Le design numérique: la valeur est dans l’usage

Le designer Jean-Louis Frechin, fondateur de la société NoDesign et enseignant à l’ENSCI (École nationale supérieure de création industrielle), présente la notion de design numérique.

Le journal de l’innovation a eu la gentillesse de m’interroger sur le design et l’innovation.

Qu’est-ce que le design numérique ?
Cette évolution du design est l’art de la conception des produits numériques. L’idée est que les objets sont souvent liés à des représentations de services. Dans ce contexte, le design s’intéresse à la « relation » entre un objet ou un service et un individu. Aujourd’hui, les objets ou les interfaces ne répondent plus à un besoin mais à une forme de désir et de proposition inscrite dans une culture et un contexte. Pour le designer, cela change tout. Les objets sont issus d’un monde numérisé, une internalisation. Ils deviennent en conséquence des services dans la mesure où l’objet représente et incarne l’usage. La chaîne de valeur en est totalement modifiée. La valeur n’est plus dans la propriété mais dans l’usage. Quand les téléphones portables sont à 1 euro, le véritable produit, c’est l’abonnement. 

Qu’en est-il du développement de cette vision en France ? 

La notion de la valeur de l’usage n’est pas comprise en France et les entreprises échouent dans la mise sur le marché de produits grand public. Un jeune aujourd’hui achète des vêtements américains ou un téléphone japonais, mais rien de français. Aucun modèle n’est créé pour susciter l’envie. Il n’y a pas de place pour l’innovation non technologique portée par les designers. Le design commence là où s’arrête l’industrie. Dans le même temps, la culture reste cantonné à des temps privés (le soir ou le week-end) et ne se retrouve jamais dans le business. Il y a ainsi un fossé entre la culture et l’entreprise. Pourtant, de nombreux pays européens (Allemagne, Royaume-Uni, pays scandinaves) ont lancé, il y a déjà 20 ou 30 ans, des structures ou des programmes qui font la promotion du design et de sa démarche.
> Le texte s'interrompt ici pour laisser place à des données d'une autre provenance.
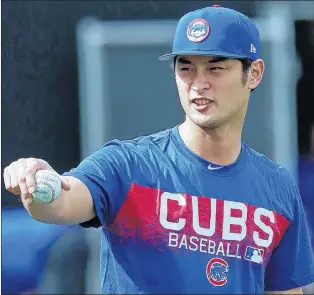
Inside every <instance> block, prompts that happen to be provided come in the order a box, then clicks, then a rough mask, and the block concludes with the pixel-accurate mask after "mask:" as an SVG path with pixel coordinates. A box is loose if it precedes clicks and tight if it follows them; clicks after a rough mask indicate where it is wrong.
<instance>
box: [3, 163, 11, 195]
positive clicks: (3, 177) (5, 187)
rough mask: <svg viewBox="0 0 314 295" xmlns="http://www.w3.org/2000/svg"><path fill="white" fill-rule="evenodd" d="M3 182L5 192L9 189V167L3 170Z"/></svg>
mask: <svg viewBox="0 0 314 295" xmlns="http://www.w3.org/2000/svg"><path fill="white" fill-rule="evenodd" d="M3 180H4V185H5V188H6V190H9V189H11V177H10V173H9V167H6V168H4V171H3Z"/></svg>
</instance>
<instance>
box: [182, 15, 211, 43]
mask: <svg viewBox="0 0 314 295" xmlns="http://www.w3.org/2000/svg"><path fill="white" fill-rule="evenodd" d="M209 32H210V27H209V24H208V22H207V21H206V20H204V19H203V18H197V19H194V20H192V21H191V22H190V23H189V25H188V27H187V30H186V34H187V37H188V39H189V40H190V41H192V42H201V41H203V40H205V39H206V38H207V37H208V35H209Z"/></svg>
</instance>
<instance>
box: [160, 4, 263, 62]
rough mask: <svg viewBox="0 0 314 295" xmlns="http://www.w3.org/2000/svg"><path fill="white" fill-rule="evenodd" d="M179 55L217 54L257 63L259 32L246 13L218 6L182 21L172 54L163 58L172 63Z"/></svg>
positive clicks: (197, 14) (216, 54) (200, 12)
mask: <svg viewBox="0 0 314 295" xmlns="http://www.w3.org/2000/svg"><path fill="white" fill-rule="evenodd" d="M177 55H213V56H222V57H230V58H241V59H244V58H248V59H250V60H256V59H258V58H259V55H260V38H259V32H258V30H257V28H256V26H255V25H254V23H253V22H252V21H251V20H250V19H249V18H248V17H247V16H245V15H243V14H242V13H240V12H238V11H235V10H233V9H230V8H225V7H220V5H214V6H213V7H205V8H202V9H198V10H194V11H192V12H189V13H187V14H185V15H184V16H183V17H182V18H181V19H180V20H179V22H178V24H177V27H176V30H175V35H174V39H173V44H172V52H171V53H168V54H165V55H162V56H160V57H159V59H160V60H169V59H171V58H173V57H175V56H177Z"/></svg>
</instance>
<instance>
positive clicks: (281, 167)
mask: <svg viewBox="0 0 314 295" xmlns="http://www.w3.org/2000/svg"><path fill="white" fill-rule="evenodd" d="M245 145H246V147H247V152H248V158H249V161H250V164H251V166H252V167H253V169H254V170H256V171H258V172H259V173H260V174H261V175H263V176H264V177H266V178H271V179H272V180H274V181H275V182H277V183H280V184H282V185H292V186H294V185H295V184H296V180H295V177H294V175H293V173H292V172H290V171H289V170H288V169H286V168H285V167H283V166H281V165H279V164H278V163H276V162H275V161H273V160H271V159H270V158H268V157H267V156H266V155H264V154H261V153H259V152H258V151H256V150H254V149H253V148H251V147H250V146H249V145H247V144H245Z"/></svg>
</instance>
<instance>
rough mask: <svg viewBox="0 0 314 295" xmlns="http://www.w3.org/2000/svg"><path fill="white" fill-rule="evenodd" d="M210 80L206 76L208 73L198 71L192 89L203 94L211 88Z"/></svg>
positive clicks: (193, 81) (194, 80) (196, 92)
mask: <svg viewBox="0 0 314 295" xmlns="http://www.w3.org/2000/svg"><path fill="white" fill-rule="evenodd" d="M210 86H211V84H210V82H209V81H208V79H207V77H206V73H205V72H204V71H203V70H199V71H196V74H195V79H194V81H193V84H192V87H191V88H192V90H194V91H195V92H196V93H198V94H202V93H203V92H204V91H206V90H208V89H210Z"/></svg>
En Corée, la politique de design implanté il y a 30 ans a permis l’émergence de Samsung. La France reste un des seuls pays sans programme de design, malgré des initiatives comme celles de l’APCI (Agence pour la Promotion de la Création Industrielle) ou la création du Lieu du Design qui sont à souligner. 
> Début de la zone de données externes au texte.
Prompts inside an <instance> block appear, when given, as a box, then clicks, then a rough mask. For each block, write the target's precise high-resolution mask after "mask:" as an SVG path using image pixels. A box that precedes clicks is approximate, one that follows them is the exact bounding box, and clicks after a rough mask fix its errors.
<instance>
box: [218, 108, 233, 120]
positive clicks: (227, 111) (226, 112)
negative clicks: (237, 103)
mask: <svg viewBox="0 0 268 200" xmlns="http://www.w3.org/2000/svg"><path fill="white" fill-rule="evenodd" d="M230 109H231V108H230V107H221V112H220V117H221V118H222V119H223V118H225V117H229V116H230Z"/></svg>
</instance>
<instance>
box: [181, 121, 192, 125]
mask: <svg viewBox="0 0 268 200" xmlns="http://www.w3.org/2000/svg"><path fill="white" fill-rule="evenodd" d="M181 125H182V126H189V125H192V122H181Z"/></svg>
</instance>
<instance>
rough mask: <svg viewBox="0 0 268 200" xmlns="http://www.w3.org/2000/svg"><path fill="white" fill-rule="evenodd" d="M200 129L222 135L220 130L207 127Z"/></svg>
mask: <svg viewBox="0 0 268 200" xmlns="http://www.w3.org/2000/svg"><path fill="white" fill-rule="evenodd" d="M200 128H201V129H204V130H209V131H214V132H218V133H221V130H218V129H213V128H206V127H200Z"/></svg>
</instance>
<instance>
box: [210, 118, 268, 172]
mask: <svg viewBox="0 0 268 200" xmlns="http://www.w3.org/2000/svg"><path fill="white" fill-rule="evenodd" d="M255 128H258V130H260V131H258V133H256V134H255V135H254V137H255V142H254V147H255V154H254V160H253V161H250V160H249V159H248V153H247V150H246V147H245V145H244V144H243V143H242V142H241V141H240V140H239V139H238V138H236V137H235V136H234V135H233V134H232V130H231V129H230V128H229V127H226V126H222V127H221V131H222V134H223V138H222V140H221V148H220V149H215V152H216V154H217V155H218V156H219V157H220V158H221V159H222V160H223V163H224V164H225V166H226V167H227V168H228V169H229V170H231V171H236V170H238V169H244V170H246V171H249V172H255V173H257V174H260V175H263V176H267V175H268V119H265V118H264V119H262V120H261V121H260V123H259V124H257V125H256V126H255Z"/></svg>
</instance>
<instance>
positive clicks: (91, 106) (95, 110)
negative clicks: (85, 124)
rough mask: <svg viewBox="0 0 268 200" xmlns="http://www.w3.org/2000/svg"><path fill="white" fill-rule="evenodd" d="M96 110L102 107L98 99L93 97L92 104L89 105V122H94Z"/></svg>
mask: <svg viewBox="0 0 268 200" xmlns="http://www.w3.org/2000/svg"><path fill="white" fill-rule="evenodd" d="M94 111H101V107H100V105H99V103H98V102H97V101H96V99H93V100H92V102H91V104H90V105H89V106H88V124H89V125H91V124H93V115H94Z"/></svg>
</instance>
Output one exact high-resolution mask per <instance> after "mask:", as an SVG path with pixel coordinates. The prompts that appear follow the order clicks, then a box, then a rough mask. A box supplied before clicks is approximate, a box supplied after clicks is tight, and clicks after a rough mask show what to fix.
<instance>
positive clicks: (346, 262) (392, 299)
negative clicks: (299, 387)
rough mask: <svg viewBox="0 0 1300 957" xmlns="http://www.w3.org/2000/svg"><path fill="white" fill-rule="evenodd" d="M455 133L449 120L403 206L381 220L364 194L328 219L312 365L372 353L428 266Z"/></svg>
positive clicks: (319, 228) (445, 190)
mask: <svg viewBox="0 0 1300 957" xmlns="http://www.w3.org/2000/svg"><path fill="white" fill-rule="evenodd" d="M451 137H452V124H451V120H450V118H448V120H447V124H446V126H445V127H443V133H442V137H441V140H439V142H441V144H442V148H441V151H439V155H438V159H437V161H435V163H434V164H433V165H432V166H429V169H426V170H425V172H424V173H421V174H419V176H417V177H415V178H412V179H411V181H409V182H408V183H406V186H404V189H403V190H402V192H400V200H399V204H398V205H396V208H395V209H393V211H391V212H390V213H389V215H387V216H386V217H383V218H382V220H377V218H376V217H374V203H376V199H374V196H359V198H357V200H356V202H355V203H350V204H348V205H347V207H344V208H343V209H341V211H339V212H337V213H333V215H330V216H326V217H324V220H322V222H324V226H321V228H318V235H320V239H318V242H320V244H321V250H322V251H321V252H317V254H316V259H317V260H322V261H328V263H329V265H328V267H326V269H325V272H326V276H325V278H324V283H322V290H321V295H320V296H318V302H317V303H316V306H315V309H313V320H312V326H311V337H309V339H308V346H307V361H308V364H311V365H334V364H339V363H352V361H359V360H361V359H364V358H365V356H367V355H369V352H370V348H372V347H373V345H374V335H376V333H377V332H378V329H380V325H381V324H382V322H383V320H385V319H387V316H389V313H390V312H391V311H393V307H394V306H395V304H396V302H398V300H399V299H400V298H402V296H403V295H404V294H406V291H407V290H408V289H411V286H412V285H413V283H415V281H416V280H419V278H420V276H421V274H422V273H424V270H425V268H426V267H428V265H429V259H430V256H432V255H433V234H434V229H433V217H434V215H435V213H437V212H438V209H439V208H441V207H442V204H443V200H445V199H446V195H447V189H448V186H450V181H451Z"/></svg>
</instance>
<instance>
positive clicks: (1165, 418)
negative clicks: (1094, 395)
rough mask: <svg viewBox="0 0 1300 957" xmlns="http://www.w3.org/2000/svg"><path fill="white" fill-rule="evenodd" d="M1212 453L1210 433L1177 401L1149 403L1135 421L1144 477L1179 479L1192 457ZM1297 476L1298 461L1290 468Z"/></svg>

Y a-t-il des signes de changement, de prise en compte de cette vision ?

Si le constat est affligeant, on constate une dynamique, née de la fin d’un modèle. La France se remet en mouvement. Les Etats Généraux de l’Industrie, les pôles de compétitivité, les initiatives comme la Fondation Internet Nouvelle Génération (FING) et dans une moindre mesure l’Emprunt national, donnent des signes positifs d’engagement dans cette démarche. Des initiatives sont lancées. Au sein de l’agence NoDesign, nous collaborons avec le pôle de compétitivité Cap Digital qui est l’un des seuls pôles qui a compris la démarche du design et l’intègre. Une communauté design a même été mise en place dans le pôle. 
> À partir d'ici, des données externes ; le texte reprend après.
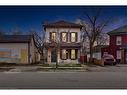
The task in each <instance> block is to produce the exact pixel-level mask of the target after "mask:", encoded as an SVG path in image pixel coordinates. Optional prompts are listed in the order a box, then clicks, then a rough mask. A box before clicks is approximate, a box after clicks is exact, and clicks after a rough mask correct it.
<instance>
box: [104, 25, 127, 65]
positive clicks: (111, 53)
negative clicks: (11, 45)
mask: <svg viewBox="0 0 127 95" xmlns="http://www.w3.org/2000/svg"><path fill="white" fill-rule="evenodd" d="M108 35H109V36H110V43H109V46H107V47H105V48H102V55H103V53H104V52H108V53H109V54H112V55H113V56H114V57H115V59H116V60H117V61H118V62H119V63H125V64H126V63H127V25H125V26H122V27H120V28H117V29H115V30H113V31H110V32H108Z"/></svg>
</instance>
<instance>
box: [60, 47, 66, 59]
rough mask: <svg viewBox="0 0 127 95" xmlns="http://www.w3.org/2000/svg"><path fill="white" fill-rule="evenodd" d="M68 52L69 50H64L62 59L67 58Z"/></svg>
mask: <svg viewBox="0 0 127 95" xmlns="http://www.w3.org/2000/svg"><path fill="white" fill-rule="evenodd" d="M66 53H67V51H66V50H65V49H64V50H62V54H61V55H62V56H61V57H62V59H66Z"/></svg>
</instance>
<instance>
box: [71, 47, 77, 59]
mask: <svg viewBox="0 0 127 95" xmlns="http://www.w3.org/2000/svg"><path fill="white" fill-rule="evenodd" d="M72 50H75V58H72V54H71V53H72ZM70 59H71V60H76V59H77V50H76V49H71V50H70Z"/></svg>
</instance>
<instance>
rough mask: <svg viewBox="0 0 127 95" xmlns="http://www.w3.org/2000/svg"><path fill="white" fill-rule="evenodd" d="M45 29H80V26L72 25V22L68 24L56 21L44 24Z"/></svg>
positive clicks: (72, 23) (64, 21) (76, 25)
mask: <svg viewBox="0 0 127 95" xmlns="http://www.w3.org/2000/svg"><path fill="white" fill-rule="evenodd" d="M45 27H74V28H82V26H81V25H80V24H76V23H72V22H68V21H64V20H61V21H57V22H54V23H46V24H44V28H45Z"/></svg>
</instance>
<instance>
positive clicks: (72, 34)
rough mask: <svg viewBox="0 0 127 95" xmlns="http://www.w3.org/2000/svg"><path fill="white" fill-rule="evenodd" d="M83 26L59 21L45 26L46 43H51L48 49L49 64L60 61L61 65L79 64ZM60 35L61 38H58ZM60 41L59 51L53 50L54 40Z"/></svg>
mask: <svg viewBox="0 0 127 95" xmlns="http://www.w3.org/2000/svg"><path fill="white" fill-rule="evenodd" d="M81 28H82V26H81V25H79V24H75V23H72V22H67V21H57V22H54V23H46V24H44V30H45V38H46V42H47V43H49V48H48V49H47V62H48V63H52V62H56V60H58V62H59V63H78V58H79V57H80V49H81V42H80V32H81ZM58 34H59V36H57V35H58ZM55 39H58V40H59V41H60V48H59V50H58V51H57V53H58V56H56V52H55V51H54V48H53V43H51V41H52V40H55Z"/></svg>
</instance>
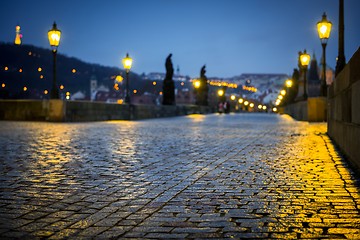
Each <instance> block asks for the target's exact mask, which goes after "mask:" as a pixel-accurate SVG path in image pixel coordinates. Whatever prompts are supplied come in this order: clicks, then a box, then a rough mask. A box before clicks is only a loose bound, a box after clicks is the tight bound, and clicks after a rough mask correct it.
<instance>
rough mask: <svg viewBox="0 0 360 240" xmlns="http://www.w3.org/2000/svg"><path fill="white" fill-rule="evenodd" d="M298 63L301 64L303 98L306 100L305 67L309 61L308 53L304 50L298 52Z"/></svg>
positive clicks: (308, 64) (306, 70)
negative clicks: (303, 81)
mask: <svg viewBox="0 0 360 240" xmlns="http://www.w3.org/2000/svg"><path fill="white" fill-rule="evenodd" d="M299 57H300V63H301V66H302V67H303V69H304V95H303V97H304V100H307V83H306V74H307V67H308V65H309V62H310V55H309V54H308V53H306V50H304V52H300V56H299Z"/></svg>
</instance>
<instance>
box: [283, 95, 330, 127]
mask: <svg viewBox="0 0 360 240" xmlns="http://www.w3.org/2000/svg"><path fill="white" fill-rule="evenodd" d="M326 109H327V106H326V98H325V97H314V98H308V99H307V101H301V102H297V103H293V104H289V105H287V106H285V107H284V108H281V113H286V114H289V115H290V116H291V117H293V118H294V119H296V120H298V121H309V122H324V121H326V111H327V110H326Z"/></svg>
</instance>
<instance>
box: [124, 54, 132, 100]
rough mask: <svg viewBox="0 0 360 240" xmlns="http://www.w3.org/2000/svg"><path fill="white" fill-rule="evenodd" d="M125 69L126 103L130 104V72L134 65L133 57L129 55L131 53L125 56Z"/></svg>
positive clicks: (124, 68)
mask: <svg viewBox="0 0 360 240" xmlns="http://www.w3.org/2000/svg"><path fill="white" fill-rule="evenodd" d="M123 65H124V69H125V70H126V95H125V103H129V104H130V95H129V72H130V69H131V66H132V58H131V57H130V56H129V53H127V54H126V57H125V58H123Z"/></svg>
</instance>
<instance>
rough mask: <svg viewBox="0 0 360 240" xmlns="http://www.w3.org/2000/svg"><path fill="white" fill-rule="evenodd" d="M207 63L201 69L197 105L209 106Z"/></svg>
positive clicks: (196, 98)
mask: <svg viewBox="0 0 360 240" xmlns="http://www.w3.org/2000/svg"><path fill="white" fill-rule="evenodd" d="M205 68H206V65H204V66H203V67H202V68H201V70H200V86H199V88H198V89H197V90H196V105H201V106H208V105H209V103H208V92H209V86H208V84H207V77H206V76H205V73H206V69H205Z"/></svg>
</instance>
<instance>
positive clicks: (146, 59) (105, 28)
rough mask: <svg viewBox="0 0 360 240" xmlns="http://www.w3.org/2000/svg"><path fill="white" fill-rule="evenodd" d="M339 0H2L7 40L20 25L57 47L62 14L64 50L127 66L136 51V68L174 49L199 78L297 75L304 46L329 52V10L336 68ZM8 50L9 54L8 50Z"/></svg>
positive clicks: (150, 65)
mask: <svg viewBox="0 0 360 240" xmlns="http://www.w3.org/2000/svg"><path fill="white" fill-rule="evenodd" d="M338 2H339V1H338V0H301V1H300V0H126V1H124V0H103V1H99V0H88V1H83V0H79V1H75V0H73V1H69V0H61V1H43V0H39V1H36V0H33V1H29V0H17V1H8V0H7V1H6V2H5V1H2V2H1V4H0V41H3V42H12V41H13V40H14V38H15V26H16V24H20V26H21V31H22V34H23V39H22V40H23V43H24V44H33V45H36V46H40V47H45V48H49V49H50V47H49V43H48V40H47V31H48V30H49V29H50V28H51V27H52V23H53V22H54V20H55V21H56V22H57V24H58V28H59V29H60V30H61V31H62V39H61V43H60V46H59V49H58V51H59V53H63V54H66V55H68V56H71V57H76V58H79V59H81V60H83V61H86V62H90V63H98V64H101V65H105V66H118V67H121V68H122V66H121V59H122V58H123V57H124V56H125V54H126V52H129V54H130V56H132V57H133V59H134V64H133V69H132V71H134V72H136V73H143V72H145V73H149V72H155V71H159V72H164V71H165V67H164V63H165V58H166V57H167V55H168V54H169V53H172V54H173V57H172V60H173V64H174V67H176V66H177V65H179V66H180V73H181V74H184V75H190V76H192V77H196V76H198V75H199V72H200V68H201V67H202V65H204V64H206V65H207V76H208V77H211V76H218V77H231V76H235V75H240V74H241V73H286V74H292V70H293V68H295V67H296V65H297V53H298V51H299V50H303V49H305V48H306V49H307V51H308V52H310V53H311V54H312V53H313V52H315V54H316V57H317V59H318V61H319V60H320V57H321V53H322V50H321V44H320V40H319V39H318V35H317V31H316V23H317V22H318V21H319V20H320V19H321V16H322V14H323V12H324V11H326V13H327V15H328V19H329V20H330V21H332V22H333V29H332V30H333V31H332V33H331V37H330V39H329V42H328V46H327V61H328V64H329V65H330V66H331V67H333V68H335V65H336V60H335V58H336V56H337V44H338V4H339V3H338ZM359 14H360V1H359V0H345V56H346V60H347V61H348V60H349V59H350V57H351V56H352V55H353V53H354V52H355V51H356V50H357V49H358V48H359V45H360V27H359V23H360V20H359V19H360V18H359ZM0 54H1V53H0Z"/></svg>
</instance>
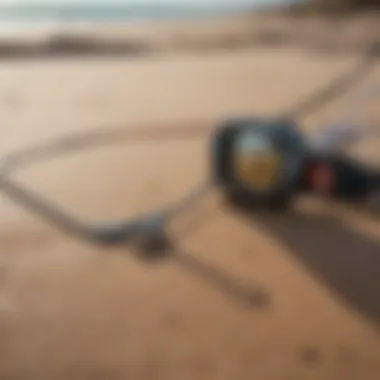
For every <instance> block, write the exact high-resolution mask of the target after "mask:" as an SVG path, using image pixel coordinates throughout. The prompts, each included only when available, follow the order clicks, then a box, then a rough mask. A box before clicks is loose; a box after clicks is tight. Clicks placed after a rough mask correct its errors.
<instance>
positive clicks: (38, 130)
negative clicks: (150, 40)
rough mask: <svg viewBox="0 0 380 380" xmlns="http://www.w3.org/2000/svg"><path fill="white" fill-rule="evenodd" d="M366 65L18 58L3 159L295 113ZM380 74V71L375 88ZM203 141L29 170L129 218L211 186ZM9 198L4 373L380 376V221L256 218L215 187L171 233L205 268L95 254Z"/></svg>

Dans nos activités concrètes, NoDesign est partenaire du projet Solen (Système numérique de Lecture Nomade) et de Start-ups comme ComWax ou Senda. Parallèlement, nous travaillons également sur des concepts de la ville numérique de demain. Cette réflexion s’est engagée à l’initiative d’acteurs régionaux. Elle vise à enrichir la seule dimension architecturale pour envisager la ville durable, partagée, numérique. À l’issue de cette réflexion, une exposition sera proposée.